Wednesday, November 19, 2025

Survey Service

I’m tired of feeling baited-and-switched by companies that ask customers to “rate their experiences,” when they’re actually being requested to rate the individual employee(s) they were interacting with. I understand that companies don’t really want feedback from the public; a lot of it is negative, some of it is completely unreasonable and just about all of it is geared towards customer priorities, rather than business (or shareholder, if we’re being honest) priorities. No business wants to hear that their processes are clunky or their inventory selection is lacking. And when they’re the ones writing the surveys, they don’t have to. I get it.

But an interaction with an individual employee (or three) is not the same as an interaction with the company as a whole, or even some function or division of the company. A customer support representative can be perfectly charming and willing to help, but be stymied by disempowering policies or simply a lack of the resources needed to serve the customer. And that leaves aside all of the various touchpoints that come into play both before and after the interaction.
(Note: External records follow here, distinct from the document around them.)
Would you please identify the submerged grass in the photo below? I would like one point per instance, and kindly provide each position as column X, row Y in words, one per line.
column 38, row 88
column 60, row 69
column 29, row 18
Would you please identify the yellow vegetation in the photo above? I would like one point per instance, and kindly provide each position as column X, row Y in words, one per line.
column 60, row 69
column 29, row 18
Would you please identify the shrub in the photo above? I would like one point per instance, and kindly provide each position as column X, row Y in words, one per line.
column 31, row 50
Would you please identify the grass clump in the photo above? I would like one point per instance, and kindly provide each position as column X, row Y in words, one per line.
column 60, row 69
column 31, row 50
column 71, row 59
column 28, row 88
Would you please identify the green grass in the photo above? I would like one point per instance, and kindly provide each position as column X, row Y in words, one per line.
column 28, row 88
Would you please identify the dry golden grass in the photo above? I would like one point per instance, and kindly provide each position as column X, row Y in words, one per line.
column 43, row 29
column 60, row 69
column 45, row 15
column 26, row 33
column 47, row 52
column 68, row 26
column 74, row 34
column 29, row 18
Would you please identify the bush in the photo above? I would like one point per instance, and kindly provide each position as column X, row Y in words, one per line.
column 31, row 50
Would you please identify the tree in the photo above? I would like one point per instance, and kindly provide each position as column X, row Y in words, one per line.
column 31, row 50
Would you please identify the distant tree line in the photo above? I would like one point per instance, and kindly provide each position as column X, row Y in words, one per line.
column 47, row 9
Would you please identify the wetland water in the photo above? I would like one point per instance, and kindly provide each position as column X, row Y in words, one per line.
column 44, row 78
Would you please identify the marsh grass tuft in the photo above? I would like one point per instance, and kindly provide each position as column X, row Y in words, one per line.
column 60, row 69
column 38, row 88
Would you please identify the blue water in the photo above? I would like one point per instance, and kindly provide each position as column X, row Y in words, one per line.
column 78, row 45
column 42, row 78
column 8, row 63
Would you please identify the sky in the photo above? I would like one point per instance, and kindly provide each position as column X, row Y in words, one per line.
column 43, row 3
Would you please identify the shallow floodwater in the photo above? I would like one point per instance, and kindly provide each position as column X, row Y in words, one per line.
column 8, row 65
And for any rating system that works on a scale of 1 to X, so long as X is greater than 2, a score of X-1 shouldn’t be considered a black mark. The expectation that people are going to do absolutely amazing work, and blow people away with every interaction is unrealistic. If give someone four stars out of five, I shouldn’t have a supervisor contacting me to offer up their head on a plate. Five out of five is not my base level of expectation; leaving some room at the top of the scale for truly exceptional service should be an option.

In the end, it dissuades me from engaging with these surveys and ratings systems. Service jobs can be hard enough as it is, people don’t need the added stress of me being supposedly the one person on Earth who still sees a difference between “did the thing I asked of them,” and “completely blew me away.” Especially when the responses are not anonymous.

Okay, rant over. At least until I can corner someone a little higher up the food chain in one of these companies. Then, I’m going to give them a talking-to.